In the event, Peter never got my letter. One of my siblings found it in my room and ran like a coyote in heat to show mum. I dashed into the bathroom and locked the door, mortified. To this day, I don't know what happened to my youthful yearnings. I never asked, fearing disciplinary action. The rules of engagement were outpourings were restricted to scholastic endeavour and homework. Anything else was an aberration to parents who emigrated to work hard for their children's education.
No matter a blonde boy with sea-glass coloured eyes had opened my eyes to a different type of education altogether. The act of writing to Peter had felt dangerous and daring. A break from the studious tedium that filled my days. Maybe it was a declaration of my own rebellious streak. A response to a letter Peter never received would not have been needed if its purpose was a rite of passage into a world of other possibilities. Again, not language or understanding I would have had then.
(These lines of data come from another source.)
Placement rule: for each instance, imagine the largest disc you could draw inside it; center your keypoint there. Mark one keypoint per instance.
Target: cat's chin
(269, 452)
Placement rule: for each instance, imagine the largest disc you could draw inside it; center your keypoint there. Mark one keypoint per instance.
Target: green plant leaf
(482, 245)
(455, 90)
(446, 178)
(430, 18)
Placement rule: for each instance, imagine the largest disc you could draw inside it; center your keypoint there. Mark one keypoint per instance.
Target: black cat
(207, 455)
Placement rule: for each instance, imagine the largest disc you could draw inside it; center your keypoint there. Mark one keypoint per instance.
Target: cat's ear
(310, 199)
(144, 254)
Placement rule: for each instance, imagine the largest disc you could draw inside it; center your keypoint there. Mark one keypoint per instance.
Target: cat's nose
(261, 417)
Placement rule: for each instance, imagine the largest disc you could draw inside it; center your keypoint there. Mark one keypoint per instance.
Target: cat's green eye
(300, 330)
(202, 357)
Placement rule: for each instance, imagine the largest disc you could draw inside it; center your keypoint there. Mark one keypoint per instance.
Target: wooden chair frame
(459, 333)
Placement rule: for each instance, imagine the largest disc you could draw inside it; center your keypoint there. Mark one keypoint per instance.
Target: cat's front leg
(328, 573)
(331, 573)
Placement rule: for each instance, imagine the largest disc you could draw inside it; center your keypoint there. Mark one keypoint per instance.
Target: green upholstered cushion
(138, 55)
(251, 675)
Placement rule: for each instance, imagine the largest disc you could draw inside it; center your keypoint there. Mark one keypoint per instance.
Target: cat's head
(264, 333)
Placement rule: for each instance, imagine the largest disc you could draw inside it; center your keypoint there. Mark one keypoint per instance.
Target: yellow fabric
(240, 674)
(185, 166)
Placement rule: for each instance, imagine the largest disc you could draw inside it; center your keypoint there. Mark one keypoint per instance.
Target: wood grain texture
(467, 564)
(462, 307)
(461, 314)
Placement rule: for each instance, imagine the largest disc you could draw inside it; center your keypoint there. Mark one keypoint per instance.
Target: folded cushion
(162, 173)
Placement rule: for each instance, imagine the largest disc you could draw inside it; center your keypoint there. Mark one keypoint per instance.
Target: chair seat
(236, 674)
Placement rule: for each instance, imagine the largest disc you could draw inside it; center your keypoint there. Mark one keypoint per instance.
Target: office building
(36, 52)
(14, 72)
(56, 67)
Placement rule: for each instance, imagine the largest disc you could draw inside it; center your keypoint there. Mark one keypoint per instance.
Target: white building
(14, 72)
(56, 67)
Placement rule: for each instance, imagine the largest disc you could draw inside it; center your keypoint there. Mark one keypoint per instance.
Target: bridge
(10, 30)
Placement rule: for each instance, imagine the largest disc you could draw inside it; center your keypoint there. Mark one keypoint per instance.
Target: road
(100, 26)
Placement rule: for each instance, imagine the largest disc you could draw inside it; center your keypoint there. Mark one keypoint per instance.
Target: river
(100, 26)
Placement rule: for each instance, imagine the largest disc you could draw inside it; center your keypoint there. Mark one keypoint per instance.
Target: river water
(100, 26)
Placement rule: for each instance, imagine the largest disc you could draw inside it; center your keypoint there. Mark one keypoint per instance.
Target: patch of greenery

In any case, I considered Peter and I broken up a few weeks later when he fell into the clutches of a stringy blonde who wore her school blazer inside out as her blaze of defiance. To me, she didn't seem interesting or funny—a fact I spat into the ear of my best friend with the vehemence of a woman scorned.
I never wrote to Peter about his humiliating betrayal, but the best friend and I repeatedly passed indignant notes to each other dissecting the affair. An eruption of outrage which ended in our convincing ourselves we were better off without boyfriends. Mum would have approved of that decision.
“I hate you, Peter," I stabbed onto the pages of my journal. What sort of boy played with feelings he'd no idea I harboured for him, anyway? Only a bad boy, that’s who. A bad boy whose slightly parted lips I’d never get to feel on mine.